Es war an einem andern Herbsttag, da war der Himmel nicht so sonnig und die Erde nicht leuchtend.

Der »Wächter« auf der Höhe, der einsame Baum, der über das Tal hinwegsah, hatte sein letztes Laub verloren. Es tanzte um den Stamm, viel lose Blätter gingen weit fort, und nur ein paar treue blieben da und schmiegten sich unten am Fuß an den mütterlichen Leib.

Kalt pfiff der Wind über die Felder. Schwere, frühe Dämmerung kam und hüllte die fröstelnden Berge ein, und einzelne Regentropfen flogen wie kalte, zornige Tränen durch die Luft.

Die Krähen sangen ihr Räuberlied, und alle Käferlein, die schon halb im Wintertraum lagen, hörten es, und ein Zittern lief über die zarten Leiber.

Weit weg fiel manchmal ein Jägerschuß, wie ein Signal von Sieg und Tod.

Und dann war wieder Stille und Öde.

Wer da einsam war, erschrak, und eine Furcht kam ihm in dieser tiefen Verlassenheit, und wenn er jenseits der Hügel den Eisenbahnzug fahren sah, wünschte er, mitzureisen nach freundlichen, hellen Städten.

Städte haben keine Jahreszeiten; sie haben sich abgeschlossen von den Schauern und Freuden der Natur. –

Ein Mann stieg den kleinen Hügel hinauf und setzte sich an den Fuß des wilden Kirschbaumes. Er stützte die Hände gegen den Boden und ließ den Kopf sinken. Sein Gesicht war voll Trauer. Unten am Fuße des Hügels arbeiteten fleißige Leute. Sie luden Rüben auf einen großen Wagen. Er kümmerte sich nicht um sie, sah kaum einmal verdrossen nach ihnen hin. Er freute sich auch nicht über die lodernden Feldfeuer, die ihren roten Schein über den grauen Feldhügel breiteten.

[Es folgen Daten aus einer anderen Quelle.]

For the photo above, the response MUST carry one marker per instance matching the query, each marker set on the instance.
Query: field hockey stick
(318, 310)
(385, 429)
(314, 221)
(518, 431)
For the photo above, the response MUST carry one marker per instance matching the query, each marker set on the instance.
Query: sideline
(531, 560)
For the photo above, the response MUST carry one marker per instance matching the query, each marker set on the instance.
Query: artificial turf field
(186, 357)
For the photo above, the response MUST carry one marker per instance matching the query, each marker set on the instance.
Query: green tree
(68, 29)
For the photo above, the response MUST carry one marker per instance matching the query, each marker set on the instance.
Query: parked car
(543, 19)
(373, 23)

Wenn er überhaupt einmal den Kopf hob, sah er nach der Straße hin, die ins Land hinausführte und sich im Nebel verlor. Dann rang sich ein schwerer Seufzer von seiner Brust und sein Auge bekam etwas Stieres.

Dr. Friedlieb, der ein wenig später den Hügel von der andern Seite her erstieg und den Mann sitzen sah, lächelte, stemmte die Hände in die Seiten und rief:

»Heda, Steiner! Oller Unteroffizier! Sie sitzen ja so majestätisch betrübt da wie Napoleon bei Probstheida! Was machen Sie denn da?«

»Nichts!« sagte Steiner mit müder Gebärde.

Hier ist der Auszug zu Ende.